これらに該当しない手当は、原則として基礎賃金に含める必要があり、例えば役職手当、職務手当、地域手当、資格手当などが該当します。ただし、名称が上記に当てはまっていても、全従業員に一律で支給されている場合は、基礎賃金に含める扱いとなります。

判断に迷う場合は、最寄りの労働局や労働基準監督署へ確認することをおすすめします。

関連記事:割増賃金の基礎となる賃金とは?計算方法など労働基準法の規定から基本を解説

参考:割増賃金の基礎となる賃金とは?|厚生労働省

3-2. 基礎賃金に割増率をかける

1時間あたりの基礎賃金を算出した後、割増賃金率をかけて1時間あたりの賃金額を算出します。

例えば、1時間あたりの基礎賃金額が2,000円だった場合の、休日割増賃金は下記です。

休日労働のみの割増賃金(1時間当たり)
2,000円×1.35倍=2,700円

また、所定休日や法定休日でない祝日に出勤した場合は、時間外割増賃金の適用となり、割増率が異なることに注意しましょう。

それぞれのケースにおいて、正確な給与計算をおこなうためには、休日や労働時間の扱いを明確にしておくことが重要です。

関連記事:時間外労働の割増率とは?計算方法と法改正で中小企業がとるべき対応を解説

3-3. 1時間あたりの割増賃金に法定休日労働の時間をかける

最後に、法定休日の労働時間を確認し、3-2.で算出した賃金(2,700円)に時間数をかけて休日割増の賃金を計算します。例えば、法定休日の労働時間が8時間の場合は、下記のとおりです。

2,700円×8時間=21,600円

以上が基本的な計算方法となります。必ず押さえておきましょう。

関連記事:休日手当の計算方法とは?休日出勤した場合の割増賃金や間違えやすいポイントを解説

4. 休日手当の割増が発生しない場合とは

計算している様子

同じ休日でも、休日手当として割増賃金が発生しない場合があります。それが、以下の4パターンです。

  • 法定外休日(所定休日)の場合
  • 振替休日を取得した場合
  • 管理監督者の場合
  • 固定残業制を導入している場合

それぞれ詳しく解説します。

4-1. 法定外休日に休日出勤した場合

週1回の取得が義務付けられている「法定休日」ではなく、会社が任意で定める「法定外休日(所定休日)」に労働しても、休日割増賃金の支払いは必要ありません。

例えば、日曜日が法定休日、土曜日が法定外休日の会社では、土曜日に働いた際に、休日手当として35%の割増賃金を支払わなくても問題ありません。

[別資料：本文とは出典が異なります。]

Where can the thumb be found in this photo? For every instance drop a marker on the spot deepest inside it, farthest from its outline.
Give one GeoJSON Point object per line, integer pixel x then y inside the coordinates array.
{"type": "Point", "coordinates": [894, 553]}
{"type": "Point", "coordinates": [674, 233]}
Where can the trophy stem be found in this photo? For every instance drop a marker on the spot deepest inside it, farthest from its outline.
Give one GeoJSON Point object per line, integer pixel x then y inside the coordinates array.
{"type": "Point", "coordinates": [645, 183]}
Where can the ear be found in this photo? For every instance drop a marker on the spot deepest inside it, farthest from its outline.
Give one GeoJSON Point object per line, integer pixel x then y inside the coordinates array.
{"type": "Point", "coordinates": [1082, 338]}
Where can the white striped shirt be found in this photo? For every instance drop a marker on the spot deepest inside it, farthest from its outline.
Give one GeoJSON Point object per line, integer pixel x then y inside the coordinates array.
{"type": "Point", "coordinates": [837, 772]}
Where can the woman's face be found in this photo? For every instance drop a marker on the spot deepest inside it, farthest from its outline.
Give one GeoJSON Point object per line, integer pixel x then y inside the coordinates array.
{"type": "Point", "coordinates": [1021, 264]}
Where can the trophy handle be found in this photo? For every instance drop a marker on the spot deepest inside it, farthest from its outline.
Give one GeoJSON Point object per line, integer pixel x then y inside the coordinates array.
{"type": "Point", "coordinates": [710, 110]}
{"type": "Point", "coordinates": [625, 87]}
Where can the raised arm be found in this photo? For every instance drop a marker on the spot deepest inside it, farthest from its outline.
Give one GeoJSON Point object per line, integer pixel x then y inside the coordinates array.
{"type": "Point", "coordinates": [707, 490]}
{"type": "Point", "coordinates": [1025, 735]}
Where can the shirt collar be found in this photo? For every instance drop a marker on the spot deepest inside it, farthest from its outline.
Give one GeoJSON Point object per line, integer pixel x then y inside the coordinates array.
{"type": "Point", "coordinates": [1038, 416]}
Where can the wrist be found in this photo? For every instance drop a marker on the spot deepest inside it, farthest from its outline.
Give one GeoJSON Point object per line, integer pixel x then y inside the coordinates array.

ただし、法定外休日に働いた時間も全て、平日と同様に通常の労働時間として換算されていることに注意する必要があります。

そのため、もし労働時間が1週間で40時間を超過しているのであれば、別途、時間外労働の割増賃金(25%)を支払います。さらに、午後10時〜翌午前5時までの時間帯に働いた場合は、時間外労働の割増賃金に加えて、深夜割増賃金(25%)の支払いも必要となるので注意しましょう。

4-2. 振替休日を取得し休日出勤した場合

法定休日の労働でも、事前に振替休日を取得申請している場合、休日割増賃金の支払いは不要です。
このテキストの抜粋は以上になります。